Judd Nelson—Unwittingly emulating his cinematic hero Reagan, Nelson is a former Democrat who turns Republican as soon as the inconvenience of ideology or ethics gets in the way of personal advancement. Nelson’s character is cruel, detached, arrogant, suspendered, and wholly unlikable. So, of course, the gang sees him as their leader. After all, he owns a suit, has obviously never heard of Count Basie, and takes his “lady” out on dates at chain restaurants that serve Mud Slides, chicken fingers, and glazed baby carrots. Nelson “works on the hill”, which means…actually, it’s never clear what that means, except that he probably fetches a mean regular drip with triple Splenda, and occasionally rebuffs Mark Foley.
Andrew McCarthy—The obligatory self-hating writer who would pen a great novel, if only he could just take a few more vital notes in his flip pad. In the meantime he continually spouts pedantic asides that are wearying even to his frayed overcoat. His sexual confusion is uncorked when he admits to having been madly in love with the wooden and unappealing Sheedy. Their supposedly transformative sex scene is notable for a complete lack of chemistry or passion. You can almost see McCarthy mentally replacing Sheedy with an image of Billy Idol in leather chaps as they bang teeth once again. This sort of queasy white lovemaking was reflected in the majority of Reagan-era pop cinema, as well as pop music, and hardly seems a coincidence. Abstinence, in reflection, wasn’t always a bad thing, and at the very least should have been a staple of McCarthy’s subsequent contracts.
Mare Winningham—Almost every 80′s movie featured a lovable doormat in a bad sweater and mom-jeans. This one just happens to support Rob Lowe. Mare doesn’t sleep with The Sax Master, instead paying cash for the pleasures of soaking in his Palmolive charms. Lowe has dinner with Winningham’s heavily caricatured Jewish family, and then scandalizes them with bursts of puerile humor. Later, while groping their daughter upstairs, Lowe makes a fairly innocuous comment about Winningham’s rubber underwear. Bam. It’s over. The next time the gang sees Mare at St. Elmo’s Bar, she’s escorted by the chubby dunce of a businessman her parents were trying to set her up with all along. Everyone pretends to be nice to The Dunce while ridiculing him behind his back, intimating that while it’s possibly forgivable that he’s aligned with the least palatable of the Abrahamic monotheisms, the fact that he can’t be bothered to sweat it down to at least one visible ab makes further inclusion a no-go. Sorry, Mare’s Plan B, this clique is fresh out of openings.

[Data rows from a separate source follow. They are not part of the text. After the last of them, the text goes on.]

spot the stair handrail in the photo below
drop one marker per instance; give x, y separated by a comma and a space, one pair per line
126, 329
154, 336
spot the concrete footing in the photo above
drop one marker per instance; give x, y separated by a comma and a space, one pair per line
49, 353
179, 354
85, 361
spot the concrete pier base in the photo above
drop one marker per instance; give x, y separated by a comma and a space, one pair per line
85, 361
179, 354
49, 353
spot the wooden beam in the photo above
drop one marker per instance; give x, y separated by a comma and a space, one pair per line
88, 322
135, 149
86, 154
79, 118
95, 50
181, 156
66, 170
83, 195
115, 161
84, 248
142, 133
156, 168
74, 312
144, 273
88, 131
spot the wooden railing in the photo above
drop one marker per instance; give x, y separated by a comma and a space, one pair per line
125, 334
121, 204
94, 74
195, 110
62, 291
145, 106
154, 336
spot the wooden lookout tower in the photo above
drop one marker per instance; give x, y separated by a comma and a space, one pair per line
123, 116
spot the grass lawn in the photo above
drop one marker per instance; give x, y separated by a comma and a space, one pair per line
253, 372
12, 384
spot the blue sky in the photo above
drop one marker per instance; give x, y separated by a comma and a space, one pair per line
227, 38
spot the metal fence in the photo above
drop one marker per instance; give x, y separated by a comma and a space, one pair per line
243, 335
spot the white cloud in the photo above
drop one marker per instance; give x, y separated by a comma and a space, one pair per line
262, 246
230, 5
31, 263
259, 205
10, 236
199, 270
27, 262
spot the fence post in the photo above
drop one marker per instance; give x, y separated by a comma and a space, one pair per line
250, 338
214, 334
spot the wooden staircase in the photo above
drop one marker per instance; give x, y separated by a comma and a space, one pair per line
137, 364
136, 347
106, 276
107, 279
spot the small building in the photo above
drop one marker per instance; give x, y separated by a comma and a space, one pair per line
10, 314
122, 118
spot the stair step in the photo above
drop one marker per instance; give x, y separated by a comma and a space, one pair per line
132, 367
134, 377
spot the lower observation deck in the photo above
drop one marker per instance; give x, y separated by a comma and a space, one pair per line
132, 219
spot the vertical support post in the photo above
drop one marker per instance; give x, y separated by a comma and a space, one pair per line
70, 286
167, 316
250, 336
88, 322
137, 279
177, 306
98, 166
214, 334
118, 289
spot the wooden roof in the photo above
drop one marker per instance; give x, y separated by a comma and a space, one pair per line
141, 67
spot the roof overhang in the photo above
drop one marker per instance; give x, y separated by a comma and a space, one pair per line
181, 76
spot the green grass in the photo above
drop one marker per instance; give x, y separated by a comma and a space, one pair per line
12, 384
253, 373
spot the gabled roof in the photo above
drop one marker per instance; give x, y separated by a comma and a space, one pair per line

In retrospect, it’s fairly clear that Ronald Reagan was the worst president we’ve ever had for one very specific reason: he truly codified the idea that it was preferable to swallow simplistic and even demonstrably false statements instead of enduring the pain of working through larger and more complex ideas. He convinced us to regress from the traumas of Vietnam and stagflation to the childhood of our political development—both as a cynical ploy to get elected, as well as a highly effective system of control. And that childhood we returned to so willingly has become, in 2013, a state of sheer infancy. We can no longer be told anything even remotely challenging, let alone true. Slogan is analysis, soundbite is scrutiny, gruel is grist. That is the hex Ronald Reagan placed upon all of us, regardless of political affiliation, and it is one now slung around our collective necks like a dead seagull.
Maggie is dead, and so it is Morning in America.
But it’s also Evening in Empire.
And this, more than anything else, is the legacy that Ronald Reagan should be roundly and eternally condemned for.